Я еще, как вы видите, до сих пор не в России и пишу к вам теперь из Берлина, пишу об Иванове – по делу, о котором мы уже с вами говорили. Я посылаю к вам письмо, которое я написал вчерне для него к велик<ому> князю. Копию с него я послал уже к нему. Недели через две или три после сего письма вы получите от него письмо. Ему нужно помочь, иначе грех будет на душе: помочь таланту значит помочь не одному ближнему, а двадцати ближним вдруг. Препровождая письмо его к наследнику, я думаю, вам достаточно будет сказать только то, что Иванов, умоляя вас о ходатайстве о доставлении письма, представил много по всей справедливости убедительных причин на разрешение продолжения пансиона еще на три года и что вы с своей стороны можете засвидетельствовать: что Иванов дни и ночи сидел над картиною[338]; что отказался от всех работ и заказов, чтобы ускорить ее окончание; что не ищет ничего, никаких других наград, кроме средств и возможности ее окончить; что со всех сторон слышны самые благоприятные отзывы о его картине; что картина Обервека[339], вдвое меньше по величине холста, заняла, однако же, труда на 10 лет с лишком и что, наконец, жаркою любовью к искусству, простирающейся до самоотвержения, мудрою скромностью и смиреньем украшен художник, вполне заслуживающий всякого внимания и покровительства. Нельзя, чтобы слова сии не произвели действия, ибо они чистая правда. Прощайте, целую вас заочно. Пошли вам бог всякого добра, а с тем вместе и высшее всех благ вдохновение.

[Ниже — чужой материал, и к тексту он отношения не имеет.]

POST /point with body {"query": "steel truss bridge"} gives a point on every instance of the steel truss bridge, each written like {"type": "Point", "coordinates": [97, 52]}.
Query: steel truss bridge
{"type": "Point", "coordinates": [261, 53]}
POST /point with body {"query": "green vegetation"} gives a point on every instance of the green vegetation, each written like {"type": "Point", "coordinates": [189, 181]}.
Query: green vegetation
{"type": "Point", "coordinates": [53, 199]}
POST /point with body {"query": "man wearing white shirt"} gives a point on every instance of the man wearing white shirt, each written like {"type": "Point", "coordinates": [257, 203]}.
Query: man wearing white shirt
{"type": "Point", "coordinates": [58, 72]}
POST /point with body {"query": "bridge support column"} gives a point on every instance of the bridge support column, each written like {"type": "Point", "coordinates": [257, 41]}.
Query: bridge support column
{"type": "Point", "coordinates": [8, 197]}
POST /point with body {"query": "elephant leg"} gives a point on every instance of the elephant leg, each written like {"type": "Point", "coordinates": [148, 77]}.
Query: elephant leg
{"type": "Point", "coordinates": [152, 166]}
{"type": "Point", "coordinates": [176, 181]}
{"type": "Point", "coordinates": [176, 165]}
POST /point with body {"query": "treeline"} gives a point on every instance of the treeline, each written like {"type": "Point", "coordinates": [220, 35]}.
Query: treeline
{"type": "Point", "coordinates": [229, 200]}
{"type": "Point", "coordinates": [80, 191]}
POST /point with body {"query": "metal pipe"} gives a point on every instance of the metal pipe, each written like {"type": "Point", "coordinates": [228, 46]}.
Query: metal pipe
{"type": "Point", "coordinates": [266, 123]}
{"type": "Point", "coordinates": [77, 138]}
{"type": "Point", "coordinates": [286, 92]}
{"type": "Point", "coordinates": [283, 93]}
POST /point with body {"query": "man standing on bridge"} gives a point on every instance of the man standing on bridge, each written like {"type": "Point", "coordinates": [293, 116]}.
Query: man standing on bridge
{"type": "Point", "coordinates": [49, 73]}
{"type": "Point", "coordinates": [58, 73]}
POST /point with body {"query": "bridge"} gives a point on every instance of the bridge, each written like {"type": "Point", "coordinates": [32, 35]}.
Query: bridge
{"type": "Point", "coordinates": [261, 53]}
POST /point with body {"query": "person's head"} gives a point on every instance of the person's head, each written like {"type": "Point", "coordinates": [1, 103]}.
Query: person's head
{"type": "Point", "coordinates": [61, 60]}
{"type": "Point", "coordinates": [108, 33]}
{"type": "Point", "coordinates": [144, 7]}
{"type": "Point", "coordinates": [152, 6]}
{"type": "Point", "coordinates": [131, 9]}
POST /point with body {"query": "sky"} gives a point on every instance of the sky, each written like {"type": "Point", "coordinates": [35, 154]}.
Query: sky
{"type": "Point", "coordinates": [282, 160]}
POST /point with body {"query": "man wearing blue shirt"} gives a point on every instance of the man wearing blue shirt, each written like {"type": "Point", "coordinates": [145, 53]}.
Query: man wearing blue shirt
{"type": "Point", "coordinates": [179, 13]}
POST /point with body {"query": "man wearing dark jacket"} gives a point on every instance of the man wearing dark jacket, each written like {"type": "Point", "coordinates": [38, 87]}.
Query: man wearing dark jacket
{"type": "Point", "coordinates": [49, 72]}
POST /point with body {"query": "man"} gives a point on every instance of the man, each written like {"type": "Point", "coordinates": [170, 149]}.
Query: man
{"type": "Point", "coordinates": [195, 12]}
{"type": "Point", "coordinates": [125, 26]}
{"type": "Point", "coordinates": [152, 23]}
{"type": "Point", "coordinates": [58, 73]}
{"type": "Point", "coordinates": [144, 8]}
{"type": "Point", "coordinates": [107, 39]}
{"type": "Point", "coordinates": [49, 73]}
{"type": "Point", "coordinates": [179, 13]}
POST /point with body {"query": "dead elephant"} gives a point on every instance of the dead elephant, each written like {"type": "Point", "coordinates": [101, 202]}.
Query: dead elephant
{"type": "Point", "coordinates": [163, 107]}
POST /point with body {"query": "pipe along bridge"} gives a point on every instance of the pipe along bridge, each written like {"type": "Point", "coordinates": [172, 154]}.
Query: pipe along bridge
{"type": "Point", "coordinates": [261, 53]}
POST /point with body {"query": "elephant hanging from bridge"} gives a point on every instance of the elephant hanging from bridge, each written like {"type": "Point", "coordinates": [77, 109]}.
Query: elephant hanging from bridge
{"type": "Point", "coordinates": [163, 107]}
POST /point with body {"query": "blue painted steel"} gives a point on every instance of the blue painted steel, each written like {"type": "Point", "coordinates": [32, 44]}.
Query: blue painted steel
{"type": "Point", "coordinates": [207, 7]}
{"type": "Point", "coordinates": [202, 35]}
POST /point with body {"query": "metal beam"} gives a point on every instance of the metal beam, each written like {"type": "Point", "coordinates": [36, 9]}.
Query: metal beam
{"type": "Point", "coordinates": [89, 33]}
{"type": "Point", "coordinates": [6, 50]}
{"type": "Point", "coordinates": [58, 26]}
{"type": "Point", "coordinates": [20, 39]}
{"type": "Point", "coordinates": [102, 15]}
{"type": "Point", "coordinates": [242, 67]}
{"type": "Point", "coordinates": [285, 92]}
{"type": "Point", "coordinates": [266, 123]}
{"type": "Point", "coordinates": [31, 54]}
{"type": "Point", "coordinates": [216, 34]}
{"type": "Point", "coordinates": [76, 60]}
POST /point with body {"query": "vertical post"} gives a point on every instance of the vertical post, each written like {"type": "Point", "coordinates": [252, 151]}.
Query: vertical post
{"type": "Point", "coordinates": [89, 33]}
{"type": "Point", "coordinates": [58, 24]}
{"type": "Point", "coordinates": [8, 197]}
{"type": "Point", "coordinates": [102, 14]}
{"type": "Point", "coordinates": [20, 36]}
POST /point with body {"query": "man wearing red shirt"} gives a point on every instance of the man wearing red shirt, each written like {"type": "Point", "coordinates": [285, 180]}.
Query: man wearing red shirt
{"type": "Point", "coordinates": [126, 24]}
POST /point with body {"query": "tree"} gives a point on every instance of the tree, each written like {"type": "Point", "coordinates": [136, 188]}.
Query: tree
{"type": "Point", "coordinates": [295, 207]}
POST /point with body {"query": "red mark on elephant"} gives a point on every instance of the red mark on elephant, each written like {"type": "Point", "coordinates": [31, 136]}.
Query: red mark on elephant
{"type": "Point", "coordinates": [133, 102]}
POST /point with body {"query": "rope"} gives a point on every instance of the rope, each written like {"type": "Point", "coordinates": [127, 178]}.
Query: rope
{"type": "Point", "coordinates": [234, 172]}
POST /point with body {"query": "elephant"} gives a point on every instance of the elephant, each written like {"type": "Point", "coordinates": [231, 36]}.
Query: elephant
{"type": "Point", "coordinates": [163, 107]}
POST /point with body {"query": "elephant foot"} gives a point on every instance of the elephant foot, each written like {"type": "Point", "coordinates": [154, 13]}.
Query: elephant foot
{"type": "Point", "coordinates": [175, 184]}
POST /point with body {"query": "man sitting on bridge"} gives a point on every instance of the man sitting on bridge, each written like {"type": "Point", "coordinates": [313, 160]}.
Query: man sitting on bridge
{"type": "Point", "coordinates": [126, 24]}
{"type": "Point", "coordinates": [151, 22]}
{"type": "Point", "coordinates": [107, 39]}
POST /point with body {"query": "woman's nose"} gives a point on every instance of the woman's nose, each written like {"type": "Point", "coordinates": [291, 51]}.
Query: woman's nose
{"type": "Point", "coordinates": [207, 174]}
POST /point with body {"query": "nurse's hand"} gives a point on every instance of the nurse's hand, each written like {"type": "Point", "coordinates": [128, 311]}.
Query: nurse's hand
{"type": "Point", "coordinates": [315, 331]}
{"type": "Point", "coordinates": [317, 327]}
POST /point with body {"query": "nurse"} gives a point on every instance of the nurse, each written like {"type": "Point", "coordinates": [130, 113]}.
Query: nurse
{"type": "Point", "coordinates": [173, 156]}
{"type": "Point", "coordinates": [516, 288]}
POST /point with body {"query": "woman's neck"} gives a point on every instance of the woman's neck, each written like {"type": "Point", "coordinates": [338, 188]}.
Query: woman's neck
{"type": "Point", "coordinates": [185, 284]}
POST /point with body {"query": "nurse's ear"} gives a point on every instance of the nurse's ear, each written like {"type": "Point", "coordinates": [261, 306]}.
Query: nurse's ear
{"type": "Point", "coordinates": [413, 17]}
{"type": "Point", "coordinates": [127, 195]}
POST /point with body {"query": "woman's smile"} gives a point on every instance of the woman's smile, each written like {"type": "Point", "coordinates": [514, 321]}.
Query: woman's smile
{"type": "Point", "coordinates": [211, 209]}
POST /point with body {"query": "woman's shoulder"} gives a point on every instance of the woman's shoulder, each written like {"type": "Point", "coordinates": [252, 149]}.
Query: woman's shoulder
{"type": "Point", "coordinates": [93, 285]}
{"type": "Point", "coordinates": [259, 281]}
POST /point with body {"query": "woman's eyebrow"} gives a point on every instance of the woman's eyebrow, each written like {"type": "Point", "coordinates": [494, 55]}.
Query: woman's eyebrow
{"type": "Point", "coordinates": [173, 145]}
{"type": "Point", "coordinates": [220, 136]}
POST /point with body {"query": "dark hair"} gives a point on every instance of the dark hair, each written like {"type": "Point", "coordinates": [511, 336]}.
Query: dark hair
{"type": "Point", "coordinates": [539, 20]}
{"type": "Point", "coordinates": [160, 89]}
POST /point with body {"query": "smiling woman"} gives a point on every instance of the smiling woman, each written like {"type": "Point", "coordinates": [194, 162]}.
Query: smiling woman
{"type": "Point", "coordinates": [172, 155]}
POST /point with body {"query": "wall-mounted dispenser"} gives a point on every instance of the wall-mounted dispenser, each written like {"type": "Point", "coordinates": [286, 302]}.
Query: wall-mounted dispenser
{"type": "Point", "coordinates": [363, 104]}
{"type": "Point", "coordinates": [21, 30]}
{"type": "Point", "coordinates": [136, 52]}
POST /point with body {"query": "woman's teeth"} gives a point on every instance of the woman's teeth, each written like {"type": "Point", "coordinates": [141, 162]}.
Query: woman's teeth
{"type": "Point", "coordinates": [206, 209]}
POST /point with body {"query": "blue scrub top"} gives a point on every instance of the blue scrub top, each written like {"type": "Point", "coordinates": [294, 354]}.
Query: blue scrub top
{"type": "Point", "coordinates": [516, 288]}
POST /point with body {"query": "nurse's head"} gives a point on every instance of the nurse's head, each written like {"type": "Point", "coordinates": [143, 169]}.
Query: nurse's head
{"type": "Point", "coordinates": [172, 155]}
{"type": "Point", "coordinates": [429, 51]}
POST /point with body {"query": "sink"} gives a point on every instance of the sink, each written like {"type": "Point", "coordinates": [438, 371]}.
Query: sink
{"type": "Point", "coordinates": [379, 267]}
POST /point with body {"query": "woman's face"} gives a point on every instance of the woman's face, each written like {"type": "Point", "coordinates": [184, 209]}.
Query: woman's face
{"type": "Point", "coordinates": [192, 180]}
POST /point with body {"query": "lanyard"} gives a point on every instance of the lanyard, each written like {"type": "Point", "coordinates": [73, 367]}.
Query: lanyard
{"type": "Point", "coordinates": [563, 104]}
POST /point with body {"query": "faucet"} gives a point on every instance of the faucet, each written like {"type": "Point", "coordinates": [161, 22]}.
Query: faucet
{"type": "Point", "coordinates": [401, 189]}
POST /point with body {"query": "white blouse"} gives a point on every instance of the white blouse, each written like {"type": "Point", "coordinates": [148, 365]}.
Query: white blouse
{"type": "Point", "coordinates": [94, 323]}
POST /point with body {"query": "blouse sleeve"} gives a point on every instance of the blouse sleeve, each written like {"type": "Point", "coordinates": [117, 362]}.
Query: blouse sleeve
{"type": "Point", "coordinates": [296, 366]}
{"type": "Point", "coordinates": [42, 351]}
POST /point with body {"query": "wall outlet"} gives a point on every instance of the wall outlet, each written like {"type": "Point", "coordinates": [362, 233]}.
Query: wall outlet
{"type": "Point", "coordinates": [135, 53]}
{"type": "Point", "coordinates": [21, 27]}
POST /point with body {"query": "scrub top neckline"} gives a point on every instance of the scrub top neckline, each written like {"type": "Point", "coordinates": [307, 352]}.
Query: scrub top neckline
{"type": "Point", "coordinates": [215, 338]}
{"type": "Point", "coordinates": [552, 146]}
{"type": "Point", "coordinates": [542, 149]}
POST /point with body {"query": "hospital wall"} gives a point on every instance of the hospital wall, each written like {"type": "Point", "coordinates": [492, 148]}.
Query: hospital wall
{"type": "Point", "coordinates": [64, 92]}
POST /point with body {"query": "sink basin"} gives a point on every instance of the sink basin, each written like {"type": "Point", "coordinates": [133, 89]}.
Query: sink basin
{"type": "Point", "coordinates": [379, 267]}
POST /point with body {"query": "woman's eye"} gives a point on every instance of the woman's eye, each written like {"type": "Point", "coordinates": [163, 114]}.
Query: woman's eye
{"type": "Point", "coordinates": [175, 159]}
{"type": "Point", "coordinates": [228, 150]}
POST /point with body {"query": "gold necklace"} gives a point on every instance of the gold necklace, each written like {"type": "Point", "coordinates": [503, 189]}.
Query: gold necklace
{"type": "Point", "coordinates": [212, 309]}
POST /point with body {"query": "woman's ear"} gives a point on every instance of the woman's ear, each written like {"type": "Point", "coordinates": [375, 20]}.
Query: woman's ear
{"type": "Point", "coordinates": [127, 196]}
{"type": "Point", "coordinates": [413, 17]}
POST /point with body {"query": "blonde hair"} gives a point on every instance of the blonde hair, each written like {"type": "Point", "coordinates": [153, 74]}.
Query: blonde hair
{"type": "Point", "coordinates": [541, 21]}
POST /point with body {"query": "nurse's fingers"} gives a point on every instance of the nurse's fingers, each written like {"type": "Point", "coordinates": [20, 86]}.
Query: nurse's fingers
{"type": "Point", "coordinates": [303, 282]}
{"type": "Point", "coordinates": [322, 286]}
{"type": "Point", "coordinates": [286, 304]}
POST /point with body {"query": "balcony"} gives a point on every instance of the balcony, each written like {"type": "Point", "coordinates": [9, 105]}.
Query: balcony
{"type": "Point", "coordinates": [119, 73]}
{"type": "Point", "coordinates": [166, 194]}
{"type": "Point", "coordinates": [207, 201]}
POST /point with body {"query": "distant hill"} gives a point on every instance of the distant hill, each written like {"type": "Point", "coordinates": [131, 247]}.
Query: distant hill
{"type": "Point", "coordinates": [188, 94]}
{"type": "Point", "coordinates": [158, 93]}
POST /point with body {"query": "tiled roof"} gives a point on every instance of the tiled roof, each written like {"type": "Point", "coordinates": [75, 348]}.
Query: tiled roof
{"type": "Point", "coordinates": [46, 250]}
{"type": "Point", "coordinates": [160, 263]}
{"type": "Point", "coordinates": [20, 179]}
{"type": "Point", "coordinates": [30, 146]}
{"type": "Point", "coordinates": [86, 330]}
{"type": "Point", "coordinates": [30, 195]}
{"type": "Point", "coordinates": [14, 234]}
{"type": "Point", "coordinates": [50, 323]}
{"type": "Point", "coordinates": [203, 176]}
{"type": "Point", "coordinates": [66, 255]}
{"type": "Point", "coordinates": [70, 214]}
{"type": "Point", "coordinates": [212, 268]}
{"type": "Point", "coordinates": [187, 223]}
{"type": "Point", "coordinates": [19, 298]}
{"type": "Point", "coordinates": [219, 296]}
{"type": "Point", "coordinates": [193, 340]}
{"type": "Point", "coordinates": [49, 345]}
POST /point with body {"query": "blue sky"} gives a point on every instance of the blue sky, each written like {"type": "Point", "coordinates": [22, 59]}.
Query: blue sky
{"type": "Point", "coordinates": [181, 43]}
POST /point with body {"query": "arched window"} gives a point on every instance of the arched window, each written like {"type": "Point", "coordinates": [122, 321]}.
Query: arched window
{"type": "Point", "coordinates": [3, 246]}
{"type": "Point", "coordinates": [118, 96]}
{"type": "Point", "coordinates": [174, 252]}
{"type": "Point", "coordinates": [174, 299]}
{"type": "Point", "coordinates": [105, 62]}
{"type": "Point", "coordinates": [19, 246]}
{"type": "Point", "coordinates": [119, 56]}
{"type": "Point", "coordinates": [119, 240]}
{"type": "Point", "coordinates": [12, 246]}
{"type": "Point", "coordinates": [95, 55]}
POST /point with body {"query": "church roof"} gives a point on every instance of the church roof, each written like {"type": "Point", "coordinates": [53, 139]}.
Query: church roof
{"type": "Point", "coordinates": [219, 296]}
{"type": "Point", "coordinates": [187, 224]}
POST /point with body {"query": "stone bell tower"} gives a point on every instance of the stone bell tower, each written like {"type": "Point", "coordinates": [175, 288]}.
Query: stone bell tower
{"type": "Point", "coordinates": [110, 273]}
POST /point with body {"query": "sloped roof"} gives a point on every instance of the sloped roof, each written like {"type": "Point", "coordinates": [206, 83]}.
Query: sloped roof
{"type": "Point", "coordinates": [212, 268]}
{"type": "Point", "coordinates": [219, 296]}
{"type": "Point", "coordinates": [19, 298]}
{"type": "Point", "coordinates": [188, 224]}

Гоголь – Жуковскому В. А., 14(26) июня 1842
В силу выбрался я из России[341] и опоздал. Пишу к вам на дороге в Гастейн, куда велят мне ехать купаться. Еще вчера я думал было ехать к вам прежде в Дюссельдорф, но, взглянувши на дорожную карту, с ужасом заметил, что кругу приходится более нежели вдвое. Но ни болезнь, ни усталость, ниже самое положение кошелька моего не отвлекли бы меня от такого предприятия, если бы не мысли, пришедшие мне вслед за тем в голову и поколебавшие меня: ведь мне неизвестны, подумал я, ваши распоряжения. Ну что, если я приеду в Дюссельдорф, усталый, измученный, и не найду вас там, и должен вместо вас опять насладиться надоевшими до смерти видами Рейна, городом Франкфуртом и прочим добром? В Петербурге же мне сказывали, что вы, для здоровья жены вашей, собирались куда-то на воды. И притом мне не хотелось кое-как, впопыхах и наскоро видеться с вами. Мне не хотелось, чтобы свиданье наше было похоже на свиданье прошлого году[342], когда у вас много было забот и развлечений и вместе с тем сосредоточенной в себя самого жизни, и было вовсе не до меня, и когда мне, тоже подавленному многими ощущениями, было не под силу лететь с светлой душой к вам навстречу. Душе моей тогда были сильно нужны пустыня и одиночество. Я помню, как, желая передать вам сколько-нибудь блаженство души моей, я не находил слов в разговоре с вами, издавал одни только бессвязные звуки, похожие на бред безумия, и, может быть, до сих пор осталось в душе вашей недоумение, за кого принять меня и что за странность произошла внутри меня. Но и теперь я ничего вам не скажу, и о чем говорить? Скажу только, что с каждым днем и часом становится светлей и торжественней в душе моей, что не без цели и значенья были мои поездки, удаленья и отлученья от мира, что совершалось незримо в них воспитанье души моей, что я стал далеко лучше того, каким запечатлелся в священной для меня памяти друзей моих, что чаще и торжественней льются душевные мои слезы и что живет в душе моей глубокая, неотразимая вера, что небесная сила поможет взойти мне на ту лестницу, которая предстоит мне, хотя я стою еще на нижайших и первых ее ступенях. Много труда и пути и душевного воспитанья впереди еще! Чище горнего снега и светлей небес должна быть душа моя, и тогда только я приду в силы начать подвиги и великое поприще, тогда только разрешится загадка моего существования.